CONVICTED IN ABSENCE

If you have been convicted as a result of a mistake or you did not know about the case against you, you can apply for the case to be reopened.

 Having the case reopened is not the same as an appeal but using this method we can effectively start again and prepare the case for you. This is only worth doing if you actually want to defend the charge against you or improve the sentence that was passed by the court first time around.

There are two methods of re-opening your case in the Magistrates’ Court. The first is where the case ought to be re-opened in the “interests of justice” due to a mistake or error and the second by making  a statutory declaration to confirm that you knew nothing about the court proceedings.

1. Reopening the case at the Magistrates’ Court in the interests of justice

This route is most commonly used where an offender believes the sentence or conviction they have received is invalid or mistaken. It is a power the Court have to rectify and amend errors or mistakes.

The court will only re-open a case if it is found to be “in the interests of justice”. There is no strict definition of this and the court will look at a number of factors such as why the mistake was made, whether there are any more appropriate appeal routes, the impact this will have on any victim or other party and whether there is any delay in the application to reopen the case being made.

To re-open a case a formal application must be made to the Magistrates’ Court that convicted you. 

Although there is no strict time frame for making the application it is recommended that this is made within 28 days of the conviction. The court will normally list the matter for a hearing and an oral application will be made. If the court agree to re-open the case, in the case of a guilty plea, the sentencing will most likely take place at the same time. Therefore, it is essential that all preparations for this are done in advance and the best possible arguments can be put forward to obtain an improved result.

2. Statutory declarations

A statutory declaration is a formal application to the court to have a case re-opened where you knew nothing about the prosecution. The most common example of this is where a person is stopped for a motoring offence and some months later they are summonsed to attend Court but they do not receive the Court summons. In this situation you would be completely unaware of the court proceedings until the conviction and sentence letter is received some days later.

Unlike the re-opening of a case above, there is a strict time period to make a statutory declaration and a form to complete for the court.

The following criteria must be met for the declaration to be successful:

  • the case started with a summons or requisition;
  • the defendant did not know about the case; and
  • not more than 21 days after finding out about it (which time limit can be extended) the defendant delivers to the court a statutory declaration that he or she did not know about the case until after the trial.

Your declaration can be made before anyone who is authorised in law to hear it (for example, a solicitor), or before any Court. We always recommend that you make the application at Court if you are able to as it will normally speed the process along. The person who hears the declaration does not have to enquire into the truth of it. Their function is purely to hear the declaration, and certify that you have done so by signing it. If the declaration turns out to be untrue, you may be punished for committing perjury and so it is essential that you must only make this when you knew nothing about the court hearing.

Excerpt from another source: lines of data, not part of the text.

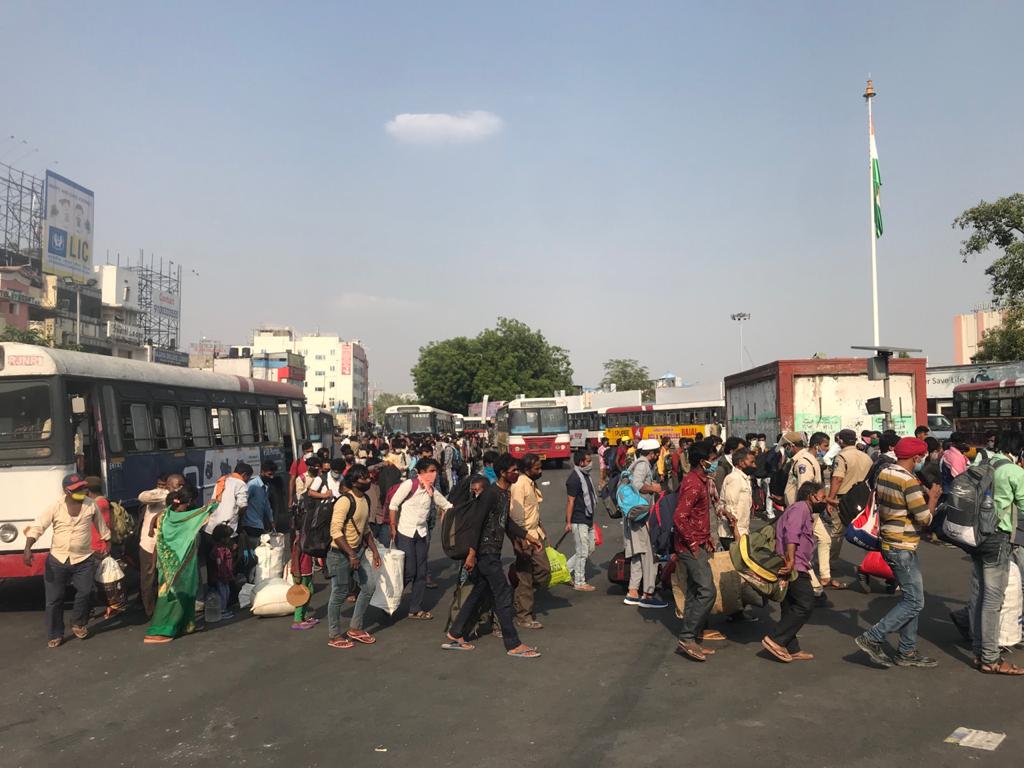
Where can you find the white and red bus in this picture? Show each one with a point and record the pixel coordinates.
(534, 425)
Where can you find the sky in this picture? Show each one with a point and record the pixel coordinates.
(621, 176)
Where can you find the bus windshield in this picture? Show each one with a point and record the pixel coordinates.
(538, 421)
(25, 412)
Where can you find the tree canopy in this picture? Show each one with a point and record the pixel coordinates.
(999, 225)
(627, 373)
(502, 361)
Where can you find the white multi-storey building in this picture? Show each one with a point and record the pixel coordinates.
(337, 375)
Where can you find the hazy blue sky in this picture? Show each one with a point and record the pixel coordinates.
(636, 172)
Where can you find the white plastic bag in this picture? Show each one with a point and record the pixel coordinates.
(271, 554)
(389, 581)
(1010, 616)
(109, 571)
(270, 598)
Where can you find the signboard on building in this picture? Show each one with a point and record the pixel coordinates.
(170, 357)
(167, 304)
(67, 228)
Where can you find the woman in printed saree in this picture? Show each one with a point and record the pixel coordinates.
(177, 528)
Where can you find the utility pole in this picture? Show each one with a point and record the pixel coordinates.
(740, 317)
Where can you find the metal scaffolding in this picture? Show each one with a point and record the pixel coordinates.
(160, 301)
(20, 218)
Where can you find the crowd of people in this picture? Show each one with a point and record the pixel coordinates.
(383, 495)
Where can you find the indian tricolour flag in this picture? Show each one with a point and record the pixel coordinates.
(877, 178)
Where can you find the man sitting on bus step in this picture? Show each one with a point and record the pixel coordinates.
(70, 558)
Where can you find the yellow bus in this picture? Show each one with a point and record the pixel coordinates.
(692, 420)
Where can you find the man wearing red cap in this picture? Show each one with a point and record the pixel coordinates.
(904, 511)
(70, 558)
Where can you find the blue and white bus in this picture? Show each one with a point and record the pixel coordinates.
(126, 422)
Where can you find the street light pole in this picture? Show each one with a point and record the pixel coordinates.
(740, 317)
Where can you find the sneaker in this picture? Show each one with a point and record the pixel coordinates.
(873, 650)
(913, 659)
(649, 601)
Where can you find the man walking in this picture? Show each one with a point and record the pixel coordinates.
(530, 563)
(580, 516)
(485, 560)
(70, 558)
(903, 512)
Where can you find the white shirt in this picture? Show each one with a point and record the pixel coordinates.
(414, 515)
(233, 500)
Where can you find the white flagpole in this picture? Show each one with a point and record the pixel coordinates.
(868, 95)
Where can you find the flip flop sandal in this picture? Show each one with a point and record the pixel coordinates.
(525, 653)
(689, 652)
(1003, 668)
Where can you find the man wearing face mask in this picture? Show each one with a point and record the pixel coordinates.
(70, 558)
(904, 511)
(353, 551)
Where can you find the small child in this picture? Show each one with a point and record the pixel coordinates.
(224, 572)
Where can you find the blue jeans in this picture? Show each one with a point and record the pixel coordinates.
(341, 571)
(903, 616)
(989, 576)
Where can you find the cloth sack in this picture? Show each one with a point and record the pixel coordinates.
(109, 571)
(270, 598)
(271, 554)
(559, 567)
(388, 579)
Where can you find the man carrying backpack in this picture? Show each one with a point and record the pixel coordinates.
(904, 511)
(638, 548)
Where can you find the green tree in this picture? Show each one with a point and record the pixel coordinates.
(626, 374)
(501, 361)
(384, 400)
(1000, 225)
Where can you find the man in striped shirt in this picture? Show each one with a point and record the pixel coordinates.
(904, 510)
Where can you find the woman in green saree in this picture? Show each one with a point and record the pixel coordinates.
(177, 527)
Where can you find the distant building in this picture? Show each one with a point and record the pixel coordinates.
(969, 330)
(337, 374)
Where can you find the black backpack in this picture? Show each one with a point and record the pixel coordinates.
(316, 525)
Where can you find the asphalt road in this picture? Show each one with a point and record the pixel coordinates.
(608, 690)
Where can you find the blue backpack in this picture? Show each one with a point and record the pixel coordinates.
(634, 507)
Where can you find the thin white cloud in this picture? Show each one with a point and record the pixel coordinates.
(429, 128)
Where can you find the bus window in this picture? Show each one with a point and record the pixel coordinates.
(112, 419)
(135, 428)
(196, 427)
(172, 428)
(223, 426)
(271, 431)
(246, 435)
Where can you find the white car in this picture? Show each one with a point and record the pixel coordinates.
(939, 427)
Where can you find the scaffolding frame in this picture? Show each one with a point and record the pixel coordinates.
(160, 328)
(22, 212)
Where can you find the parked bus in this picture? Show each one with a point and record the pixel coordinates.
(692, 420)
(534, 425)
(320, 428)
(988, 407)
(126, 422)
(473, 425)
(418, 421)
(587, 428)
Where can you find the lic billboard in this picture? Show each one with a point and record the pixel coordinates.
(68, 236)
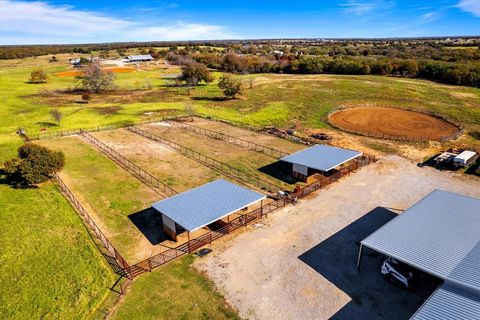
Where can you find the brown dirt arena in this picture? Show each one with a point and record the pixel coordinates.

We can assist whether you just want us to hear and sign the statutory declaration or you would like us to deal with the whole matter (from first hearing to trial or for sentence only). 

Once the declaration has been made, the conviction will be quashed and the case will be sent back to the Police or Crown Prosecution Service for them to issue a new court summons or postal requisition. However, some Courts have been known to quash the conviction but re-list the matter straight away rather than insisting the case is started again from scratch.

There is no time limit for the Police or Crown to reissue the Court summons or requisition and it could take a number of months before it is back before the court.